Some photographic evidence of said highlights below, other pools and lakes I swam in in Rome, Oxfordshire, St. John’s, Kelowna, the Kootenays, and beloved swimming friends for good measure. You’ll have to reach out directly for German nudes.

2024 will be the year I turn 50.

2024 will be the year I will work with a charity to fundraise $10,000 to help families afford to put their kids in sports a little easier. Stay tuned.

2024 will be the year I swim all of the Across the Lake Swim events in the Okanagan (except the 2.1km ‘coz I’ll be across the pond for work). You should sign up too.

2024 will be my third year as a Hammer Nutrition Ambassador! HMU if you need fuel! (I also make cinnamon buns.)

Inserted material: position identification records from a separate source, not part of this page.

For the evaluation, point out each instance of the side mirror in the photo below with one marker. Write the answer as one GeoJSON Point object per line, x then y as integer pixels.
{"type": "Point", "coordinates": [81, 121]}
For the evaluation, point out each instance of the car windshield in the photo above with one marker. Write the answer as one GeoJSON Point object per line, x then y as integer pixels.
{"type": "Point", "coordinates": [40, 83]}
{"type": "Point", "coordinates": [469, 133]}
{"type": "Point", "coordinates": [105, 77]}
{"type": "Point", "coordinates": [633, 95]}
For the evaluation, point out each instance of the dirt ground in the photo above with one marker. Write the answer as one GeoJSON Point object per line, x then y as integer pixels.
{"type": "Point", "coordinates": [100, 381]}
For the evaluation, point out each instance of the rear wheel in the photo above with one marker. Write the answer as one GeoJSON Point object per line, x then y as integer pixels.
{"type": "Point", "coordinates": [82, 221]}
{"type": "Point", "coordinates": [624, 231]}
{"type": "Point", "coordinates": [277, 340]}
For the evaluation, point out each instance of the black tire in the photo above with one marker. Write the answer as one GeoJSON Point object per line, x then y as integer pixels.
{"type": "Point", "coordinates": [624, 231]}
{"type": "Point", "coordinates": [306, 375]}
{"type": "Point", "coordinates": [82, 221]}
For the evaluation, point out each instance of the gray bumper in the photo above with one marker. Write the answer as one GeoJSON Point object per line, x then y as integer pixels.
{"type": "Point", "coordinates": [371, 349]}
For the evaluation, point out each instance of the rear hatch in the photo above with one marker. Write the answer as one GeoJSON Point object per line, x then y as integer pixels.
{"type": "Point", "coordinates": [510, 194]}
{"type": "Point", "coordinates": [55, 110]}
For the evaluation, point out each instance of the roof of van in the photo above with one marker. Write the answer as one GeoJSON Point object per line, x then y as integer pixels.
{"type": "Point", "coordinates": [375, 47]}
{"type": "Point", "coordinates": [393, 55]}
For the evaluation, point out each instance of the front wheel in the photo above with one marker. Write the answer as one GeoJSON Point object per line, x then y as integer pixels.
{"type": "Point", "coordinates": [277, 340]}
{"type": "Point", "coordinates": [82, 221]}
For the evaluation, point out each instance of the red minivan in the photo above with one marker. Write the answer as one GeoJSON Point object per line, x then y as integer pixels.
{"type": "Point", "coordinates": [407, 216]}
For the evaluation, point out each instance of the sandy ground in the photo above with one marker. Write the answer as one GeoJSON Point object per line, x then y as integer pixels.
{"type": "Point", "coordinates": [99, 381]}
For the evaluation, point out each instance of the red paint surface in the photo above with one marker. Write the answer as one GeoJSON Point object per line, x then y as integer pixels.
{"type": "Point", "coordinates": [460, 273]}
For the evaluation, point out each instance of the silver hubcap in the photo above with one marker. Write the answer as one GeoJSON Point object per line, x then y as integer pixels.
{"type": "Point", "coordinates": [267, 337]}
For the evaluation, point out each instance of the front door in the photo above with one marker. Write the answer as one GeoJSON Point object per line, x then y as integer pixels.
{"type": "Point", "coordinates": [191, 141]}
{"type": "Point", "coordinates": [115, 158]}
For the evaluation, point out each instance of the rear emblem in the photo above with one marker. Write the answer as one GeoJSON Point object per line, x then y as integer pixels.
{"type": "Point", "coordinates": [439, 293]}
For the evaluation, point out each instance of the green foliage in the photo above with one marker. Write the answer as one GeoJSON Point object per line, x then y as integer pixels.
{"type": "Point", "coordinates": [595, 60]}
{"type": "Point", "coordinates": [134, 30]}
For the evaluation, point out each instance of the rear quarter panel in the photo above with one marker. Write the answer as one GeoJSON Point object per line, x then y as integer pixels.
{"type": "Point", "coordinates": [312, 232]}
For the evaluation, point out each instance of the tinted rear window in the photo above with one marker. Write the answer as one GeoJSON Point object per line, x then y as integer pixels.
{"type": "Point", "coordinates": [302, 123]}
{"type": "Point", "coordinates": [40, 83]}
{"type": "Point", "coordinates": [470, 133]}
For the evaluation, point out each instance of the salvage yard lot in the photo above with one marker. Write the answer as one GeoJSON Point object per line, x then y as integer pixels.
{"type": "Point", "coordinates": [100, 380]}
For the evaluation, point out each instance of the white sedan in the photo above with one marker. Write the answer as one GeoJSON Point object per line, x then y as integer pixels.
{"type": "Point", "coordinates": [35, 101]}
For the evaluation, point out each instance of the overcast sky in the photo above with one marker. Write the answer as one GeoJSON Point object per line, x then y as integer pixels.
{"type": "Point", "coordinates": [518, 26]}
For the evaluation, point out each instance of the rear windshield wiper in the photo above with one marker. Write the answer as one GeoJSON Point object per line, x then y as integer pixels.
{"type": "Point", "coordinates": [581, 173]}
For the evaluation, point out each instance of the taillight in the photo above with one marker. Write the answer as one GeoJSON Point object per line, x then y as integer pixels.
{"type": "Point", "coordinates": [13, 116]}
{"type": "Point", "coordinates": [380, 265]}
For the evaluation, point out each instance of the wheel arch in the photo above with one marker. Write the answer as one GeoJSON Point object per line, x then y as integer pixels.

2024 will be the year I attempt the English Channel (in September). More on that in posts to come, but everything that has counted this year will do double duty in the next. As I’m learning, much can happen in the meantime, and I can control only what I can control. I will share my training and preparation here on the Waterblog (maybe that’s what I should call this site?), and I’d be honoured if anyone wants to follow along, join me for a swim, paddle alongside, or send positive thoughts. It all counts!

Extra hugs and kudos to those who supported me this year: Debbie, Brent, Scott, Mum, Valerie, Sara, Kasie, Deanne, Harriet, Amy, Jaimie, Elaine, Martyn, Natalie, Julian, and Holger, who says, “You will do it” every day.